Running a basic preg_match 1M times with and without the modifier, with the u it averaged 15% longer.

Doing regexes isn't the only thing AbuseFilter does, so I think we would be safe enabling it with a flag, and then we can watch the performance of it to make sure we don't see anything too crazy.

(In reply to comment #14)

safe enabling it with a flag<<

Hi,

Are we expected to do any Edit filter testing at our local wiki?

Thanks and regards

Any good news for us on this bug, Please.

The AbuseFilter currently runs all regex in unicode mode. That apparently solves problems for some languages but not all, including the devanagari examples offered here.

With respect to regex, the underlying issue is almost certainly related to how PCRE handles /b with multi-byte unicode. I'm not sure at the moment if this might be fixable with a version or configuration change or an upstream patch, or whether it is basically unfixable.

That said, in doing some testing, I found a workaround that might help some of the time. \b is essentially equivalent to testing whether the associated character is either not a word character or is the start or end of the line. Replacing \b with the equivalent explicit posix forms, such as:

\bतू\b  ->  (?:\P{Xwd}|\A)तू(?:\P{Xwd}|\Z)

Seems to work more often than \b does.

Here "\P{Xwd}" denotes "not a letter / number" under unicode, and \A is the start of a line and \Z is the end of a line.

For example:

"तूप" rlike "\bतू\b"

is unexpectedly true, but

"तूप" rlike "(?:\P{Xwd}|\A)तू(?:\P{Xwd}|\Z)"

is correctly false.

The trick explained above also works for: "दुकानातून".

Likewise:

"तू" rlike "(?:\P{Xwd}|\A)तू(?:\P{Xwd}|\Z)"

is true as expected.

However, this is only a partial solution as the other example, "धातू", does not work correctly. (The modifier on the first character apparently still reads as not a letter.)

This trick is at best a band-aid to help filter writers in some situations, but maybe it will be of some use till someone comes up with a more complete solution.

Thanks, interesting.

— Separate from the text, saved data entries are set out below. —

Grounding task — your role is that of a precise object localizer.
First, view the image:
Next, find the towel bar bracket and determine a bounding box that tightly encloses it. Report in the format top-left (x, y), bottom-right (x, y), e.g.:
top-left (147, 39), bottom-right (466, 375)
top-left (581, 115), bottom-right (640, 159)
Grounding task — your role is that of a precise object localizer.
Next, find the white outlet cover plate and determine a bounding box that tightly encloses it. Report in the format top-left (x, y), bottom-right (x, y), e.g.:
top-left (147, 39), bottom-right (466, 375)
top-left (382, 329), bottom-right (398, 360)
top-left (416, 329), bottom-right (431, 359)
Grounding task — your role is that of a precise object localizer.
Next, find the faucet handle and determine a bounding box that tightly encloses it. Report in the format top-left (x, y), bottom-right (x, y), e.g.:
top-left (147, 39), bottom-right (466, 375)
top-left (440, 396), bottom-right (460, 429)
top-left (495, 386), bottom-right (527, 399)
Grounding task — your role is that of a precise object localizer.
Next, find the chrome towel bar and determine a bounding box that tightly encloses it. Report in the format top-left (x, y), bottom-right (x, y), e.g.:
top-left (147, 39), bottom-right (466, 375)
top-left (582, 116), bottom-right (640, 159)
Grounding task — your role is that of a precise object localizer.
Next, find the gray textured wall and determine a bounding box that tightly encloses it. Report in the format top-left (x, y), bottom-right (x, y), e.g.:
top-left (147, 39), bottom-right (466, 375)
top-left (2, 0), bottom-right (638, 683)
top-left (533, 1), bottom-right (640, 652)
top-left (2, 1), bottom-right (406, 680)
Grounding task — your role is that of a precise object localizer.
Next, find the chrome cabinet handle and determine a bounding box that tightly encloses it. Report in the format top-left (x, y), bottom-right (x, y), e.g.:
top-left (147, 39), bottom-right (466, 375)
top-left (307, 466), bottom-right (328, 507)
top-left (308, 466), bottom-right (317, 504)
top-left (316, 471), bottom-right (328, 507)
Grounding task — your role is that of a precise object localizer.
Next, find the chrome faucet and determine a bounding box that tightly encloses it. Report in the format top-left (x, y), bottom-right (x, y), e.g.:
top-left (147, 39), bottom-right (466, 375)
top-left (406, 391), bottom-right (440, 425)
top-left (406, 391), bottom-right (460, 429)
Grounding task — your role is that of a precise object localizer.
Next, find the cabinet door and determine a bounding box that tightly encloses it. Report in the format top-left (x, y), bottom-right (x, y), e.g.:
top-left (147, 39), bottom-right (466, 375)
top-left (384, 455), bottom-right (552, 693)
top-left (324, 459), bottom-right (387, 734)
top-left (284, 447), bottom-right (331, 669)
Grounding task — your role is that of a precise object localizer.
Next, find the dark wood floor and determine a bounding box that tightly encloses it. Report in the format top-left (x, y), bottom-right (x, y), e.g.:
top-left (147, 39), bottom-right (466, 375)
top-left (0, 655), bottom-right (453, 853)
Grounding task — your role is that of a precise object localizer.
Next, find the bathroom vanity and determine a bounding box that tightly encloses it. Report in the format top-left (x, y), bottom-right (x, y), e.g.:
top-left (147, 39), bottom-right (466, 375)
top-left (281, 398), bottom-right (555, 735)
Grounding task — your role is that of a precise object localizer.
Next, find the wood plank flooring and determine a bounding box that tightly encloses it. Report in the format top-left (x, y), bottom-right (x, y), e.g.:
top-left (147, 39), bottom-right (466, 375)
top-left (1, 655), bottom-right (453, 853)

That's indeed what PCRE suggests to do in unicode: http://bugs.exim.org/show_bug.cgi?id=865#c1 The problem with ligatures/diacritics is worth reporting to them, if you have an example, because I don't see the topic discussed in their issue tracker.

Perhaps we should look for a regex engine which respects http://unicode.org/reports/tr18/ (is basic unicode support enough?) and offer it in AbuseFilter, at least as an option. There are some comparisons but I've not looked for an "official" one.

I don't know how the T49512: Switch AbuseFilter to using Lua would affect this task, but I though I should mention it here.